Güngör Uras

Güngör Uras

guras@milliyet.com.tr

Tüm Yazıları
Haberin Devamı


       Üretimsiz ekonomide "faiz" fakirin cebinden zengine "para hortumlamaktır. "Ekonomi "üretim"e dayanır. Ekonomi "üretim" ile başlar. Eğer talebi olan bir mal ve hizmeti üretmiş ise, insan ürettiğini satar. Gelir elde eder. Normal olan insanın elde ettiği gelirin tamamını tüketmesidir.
       Fakat değişik nedenlerle (yarın endişesi ile veya daha büyük harcama için birikim arayışında veya faizin cazibesinde) insan gelirlerinin tamamını hemen tüketmez. Gelirin bir bölümünün tüketimini erteler. Ertelenen tüketim, tasarrufu oluşturur.
       Faiz, ertelenen tüketimin, tasarrufun "ödülü"dür. Karşılığıdır. Fiyatıdır.
       Nasıl ki "gelir" denilen şeyin, "tasarruf" denilen şeyin kaynağı "üretim" ise, "faiz"in de kaynağı üretimdir. Faiz karşılığı kullanılan para üretime yönlendirilir. Üretim artışını sağlar. Üretim artışından sağlanan gelirin bir bölümü ile de "faiz" ödenir.
       Eğer faiz karşılığı alınan para (borçlanılan para) üretimde kullanılmıyor ise, "faiz" ancak ve ancak başka yerlerden para bulunarak, para çalınarak, para hortumlanarak ödenebilir.
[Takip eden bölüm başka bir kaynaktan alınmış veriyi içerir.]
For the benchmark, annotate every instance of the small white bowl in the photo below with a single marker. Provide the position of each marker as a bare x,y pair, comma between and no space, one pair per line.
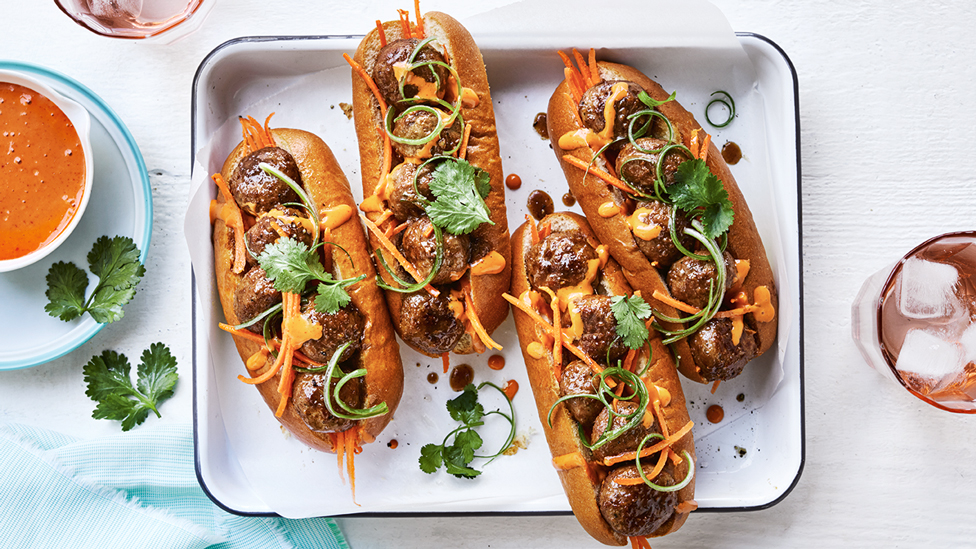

       Üretim artışında kullanılan para için ödenecek faizin bir ölçüsü vardır. Bu ölçü o para ile üretimde sağlanan artış ile orantılıdır. Üretim artışında kullanılmayan paranın faizinin de ölçüsü olmaz. Bir örnek vereyim: Devlet 100 lira borçlandı. Bunun ile paralı yol yaptırdı. Paralı yoldan her yıl geçiş ücreti olarak 50 lira toplanıyor. Bu paranın 10 lirası yolun yapımı için borçlanılan paranın faizini, 100 lirası borç taksidini karşılıyor. İşte bu üretime dayalı, sağlıklı bir faiz ödemesidir.
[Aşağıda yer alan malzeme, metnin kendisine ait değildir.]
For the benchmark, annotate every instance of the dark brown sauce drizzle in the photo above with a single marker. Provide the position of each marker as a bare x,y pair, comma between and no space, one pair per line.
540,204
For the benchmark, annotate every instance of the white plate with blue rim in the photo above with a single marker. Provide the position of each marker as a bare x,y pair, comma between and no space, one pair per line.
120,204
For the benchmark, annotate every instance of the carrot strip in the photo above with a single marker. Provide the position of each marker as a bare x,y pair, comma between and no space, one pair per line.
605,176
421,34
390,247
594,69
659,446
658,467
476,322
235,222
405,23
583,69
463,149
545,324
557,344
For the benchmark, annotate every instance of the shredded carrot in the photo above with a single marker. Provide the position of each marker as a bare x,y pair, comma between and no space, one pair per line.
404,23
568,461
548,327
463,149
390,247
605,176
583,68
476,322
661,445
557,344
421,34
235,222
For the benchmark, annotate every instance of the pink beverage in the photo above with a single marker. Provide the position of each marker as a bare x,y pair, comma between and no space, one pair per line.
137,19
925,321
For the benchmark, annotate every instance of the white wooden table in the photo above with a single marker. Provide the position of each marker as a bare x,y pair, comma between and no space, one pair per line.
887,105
       Bir başka örnek vereyim: Devlet 100 lira borçlandı. Bu para ile milletvekillerine kıyak emeklilik ödemesi yaptı. Bakanlara Mercedes otomobil satın aldı. Devletin borçlandığı paranın tamamı üretimde kullanılmadığından faiz ve ana para taksidini ödemek için devletin yapacağı tek şey var: Halkın cebinden para çalarak, para hortumlayarak bu borcun faizini ödemek... Halkın cebinden para çalmanın veya hortumlamanın yolu vergidir, enflasyondur. İşte bu sağlıksız faiz ödemesidir.
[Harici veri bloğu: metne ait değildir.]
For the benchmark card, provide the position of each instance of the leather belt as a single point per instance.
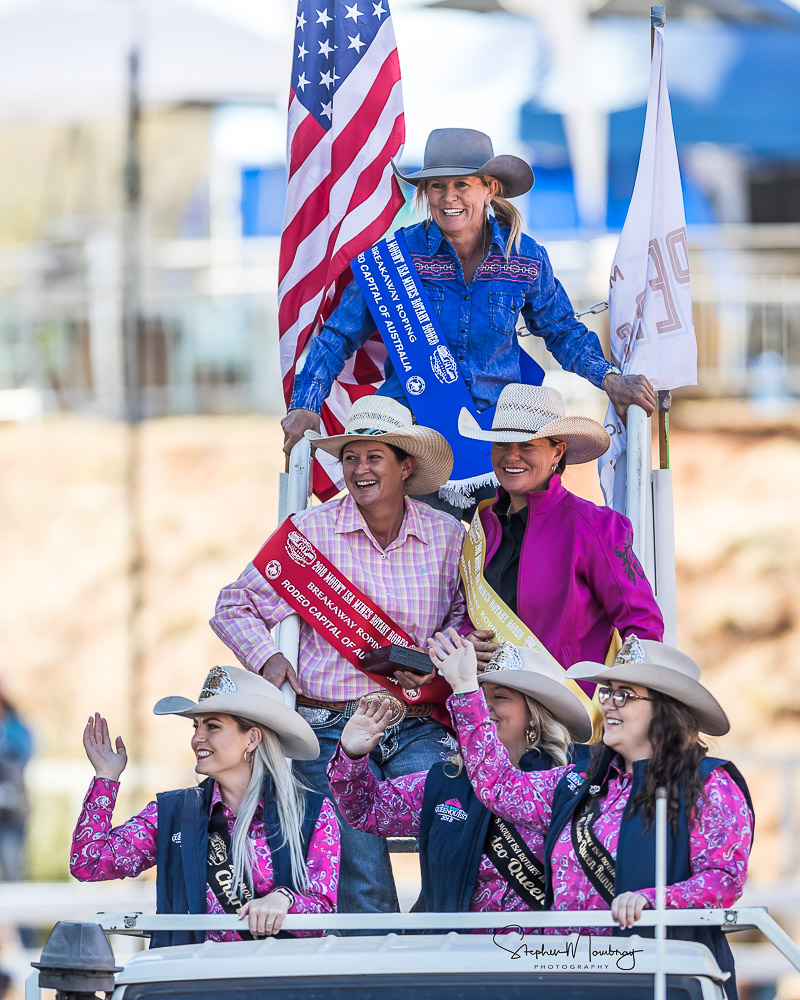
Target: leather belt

       Üretim olmadan faiz ödenemeyeceğini "üretimin temel faktörlerini" hatırlatarak anlatayım.
       Mal ve hizmet üretimi dört temel faktöre dayanır. Üretimin gerçekleşmesini sağlayan bu 4 temel faktör üretime katkıları oranında üretimden pay alır. (Bu aldıkları paya da Katma Değer denilir).
       (1) Doğa. Üretime yaptığı katkının karşılığını rant / kira olarak alır.
       (2) Sermaye. Üretime yaptığı katkının payını faiz olarak alır.
       (3) Emek. Üretime yaptığı katkının payını ücret / maaş olarak alır.
       (4) Müteşebbis. Üretime yaptığı katkının payını "kar" olarak alır.
       Bu üretim faktörlerinin biri olmaz ise üretim gerçekleşemez. Emek olmadan üretim yapılamaz ama, müteşebbis olmadan da yapılamaz. Sermaye olmadan da yapılamaz. Bu nedenle "faiz" üretimin vazgeçilemez dayanaklarından biridir. (Bazıları faiz lafını beğenmez. Kar payı der. İkisi aynı şeydir. İsminin değişmesi faizin önemini değiştirmez.)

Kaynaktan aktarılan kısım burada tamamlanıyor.